CAA member Rebecca Throneburg said that while student retention is important, this proposal would be overkill.

“Midterm grades are often not done when midterm reports are due,” Throneburg said. “I think a midterm report could be misleading to students, actually. To say, ‘There’s a big test, there’s a big project that’s due around midterm that isn’t going to be graded for a couple weeks anyway.’”

CAA member Gregory Aydt said that his role as an advisor at 9th Street Hall helps him to see the student perspective.

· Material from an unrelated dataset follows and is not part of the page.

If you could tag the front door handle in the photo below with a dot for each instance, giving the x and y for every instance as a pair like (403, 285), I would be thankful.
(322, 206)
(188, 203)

“I certainly understand the faculty concern of workload and getting the grades done in a timely fashion,” Aydt said. “But I do know from the students’ side of things while it may seem like a lot of classes are on D2L and they should be able to know their grades at any time, it’s not necessarily the case and the grade that is in D2L is not necessarily accurate and up to date.”

After the feedback, Sanders chose to not have the changes to midterm section be voted on and just asked the CAA vote on the other goal of the proposal. Because of this, the item was unanimously approved. The CAA also approved the creation of an 18-credit Graphic Design minor, as well as revising the studio art minor from 25 credits to 18 credits.

The name of Organizational and Professional Development was approved to be changed to Organizational Development by the CAA, due to the fact the word “professional” made people think the program was a training program and not a degree program. The program’s core class requirements were changed from 12 to 18 credits, and its concentrations were eliminated.